Non è un esplicito attacco alla libertà di associazione. È solo l’ennesimo sasso infilato nel suo ingranaggio. Dopo il tentativo – rientrato – di istituire una “tassa sulla bontà” con il raddoppio dell’Ires per alcuni tipi di realtà non profit, la “spazzacorrotti” varata a gennaio contiene una disposizione che equipara le realtà del privato sociale ai partiti. È sufficiente infatti che qualcuno abbia avuto incarichi politici, anche a livello comunale e per brevi periodi, e si impegni poi nel volontariato, in una fondazione filantropica o in un’associazione non profit, perché questa sia tenuta ad adempiere a tutti gli obblighi burocratici e a sostenere le spese dovute a rendicontazioni e obblighi vari che ne deriverebbero.
Non importa se in queste realtà si aiutano gratuitamente i ragazzi a studiare, lottando contro la dispersione scolastica, oppure se si difende la salute dell’ambiente, oppure se si aiutano i ragazzi a uscire dalla droga, o se si fanno lavorare gli handicappati. L’importante è che in questo percorso virtuoso non finisca qualche politico, perché, in fin dei conti, il pensiero che si è insinuato è: se c’è una donazione, c’è sotto un interesse poco lecito, perché non si può dare qualcosa gratuitamente. C’è sempre l’idea che esista un secondo interesse. Sta prendendo piede purtroppo un pregiudizio cattivo e perdente, che vede il male ovunque, come ha detto un famoso magistrato: non esistono innocenti, ma solo colpevoli che non sono stati ancora smascherati.
Questa mentalità, che considera anche l’imprenditoria come malata in sé, da una parte è incapace di credere che un essere umano possa fare del bene; dall’altra, erede della politica di Francesco Crispi, ritiene che solo lo Stato possa realizzare il bene collettivo. Solo l’ente pubblico può pensare a fare il bene comune. Siamo all’abolizione per legge della carità privata, proprio come avvenne a fine Ottocento.
Dovrebbe essere evidente, soprattutto a noi italiani, che nessuno degli obiettivi che questa società cerca di raggiungere, sia in termini di ripresa che in quelli di equità sociale, può essere raggiunto senza un aspetto di gratuità e di carità.
Esiste quasi una barriera invisibile che blocca l’iniziativa verso un nuovo corso e che comporta implicazioni economiche pesanti. C’è una sfiducia di fondo che impedisce di liberare energie. Nonostante in Italia ci sia un risparmio privato ragguardevole, si è sempre meno disposti a rischiare di investire, mettersi in gioco, creare impresa e lavoro. Bloccati dalla paura, neppure si ricorre a donazioni per aiutare chi ha più bisogno. La sfiducia e il sospetto alla fine bloccano il Paese.

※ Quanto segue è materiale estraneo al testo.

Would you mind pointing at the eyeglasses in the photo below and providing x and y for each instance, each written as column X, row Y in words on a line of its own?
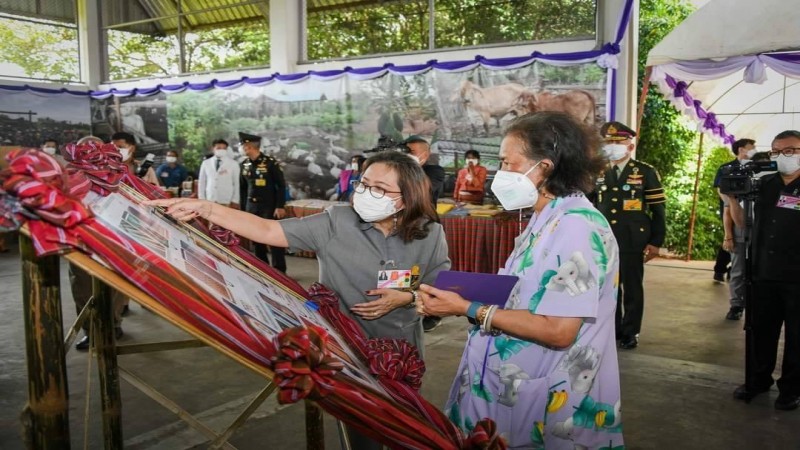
column 374, row 191
column 788, row 151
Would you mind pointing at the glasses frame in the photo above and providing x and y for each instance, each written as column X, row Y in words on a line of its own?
column 788, row 151
column 360, row 187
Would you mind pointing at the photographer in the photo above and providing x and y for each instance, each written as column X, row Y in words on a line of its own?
column 776, row 275
column 733, row 243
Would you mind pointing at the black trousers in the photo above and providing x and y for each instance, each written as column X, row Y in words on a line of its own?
column 260, row 250
column 775, row 305
column 723, row 261
column 630, row 298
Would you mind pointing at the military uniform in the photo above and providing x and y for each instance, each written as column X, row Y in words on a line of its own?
column 633, row 201
column 263, row 190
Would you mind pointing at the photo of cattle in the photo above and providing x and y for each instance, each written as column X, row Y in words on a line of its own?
column 314, row 127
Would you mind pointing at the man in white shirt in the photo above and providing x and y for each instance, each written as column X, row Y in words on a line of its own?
column 219, row 177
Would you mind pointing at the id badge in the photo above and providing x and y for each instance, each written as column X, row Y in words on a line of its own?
column 789, row 202
column 632, row 205
column 394, row 279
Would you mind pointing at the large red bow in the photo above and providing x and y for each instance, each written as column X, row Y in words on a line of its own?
column 396, row 360
column 484, row 437
column 303, row 366
column 100, row 166
column 33, row 182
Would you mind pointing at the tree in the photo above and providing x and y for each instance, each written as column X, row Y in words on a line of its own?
column 667, row 143
column 41, row 50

D’altra parte, la nostra storia di italiani ci insegna che, soprattutto nei momenti più critici, tanti hanno dato più di quanto fosse strettamente necessario al loro benessere e a quello della loro famiglia perché avevano chiaro che non ci sarebbe stato bene personale senza la creazione di un bene collettivo.
L’iniziativa nata nel tessuto sociale ha creato imprese, corpi intermedi, associazioni, partiti che hanno svolto una funzione importante nella risoluzione di problemi e nell’affermazione di diritti. La partecipazione attiva alla vita dello Stato, resa possibile da luoghi fisici, ha educato a confrontarsi per poter raggiungere un bene comune.
Non serve introdurre un principio giuridico o una disposizione dall’”alto”, ma occorre tornare a mettersi insieme perché solo in una comunità è possibile tenere alto il desiderio personale, correggere l’errore, imparare ad amare il bene. Insomma, rilanciare un ideale che l’uomo da solo non può perseguire. Diversamente, nell’isolamento e nella disintermediazione (che sembra il risultato di questa politica) c’è il rischio che aumenti la corruzione.
In questo momento sembra che si sia persa completamente la consapevolezza del valore imprescindibile del non profit, non realtà ai margini della vita sociale ed economica, ma libere aggregazioni in cui le persone possono superare solitudine e isolamento e, in definitiva, incidere sulla vita civile.
Le recenti vicende di corruzione dimostrano che qualsiasi divisione manichea della società tra buoni e cattivi è destinata a fallire. I rivoluzionari di tutte le epoche sono finiti tra ghigliottine, epurazioni di massa, campi di concentramento, lager. Quando hanno raggiunto il potere hanno commesso errori peggiori di quelli che volevano correggere. Questo è ciò che dobbiamo evitare. Solo un’esperienza comunitaria che parli di bene e cerchi di realizzarlo può, più che vincere il male, fare sì che chi vi partecipa ricominci a cercare qualcosa di buono.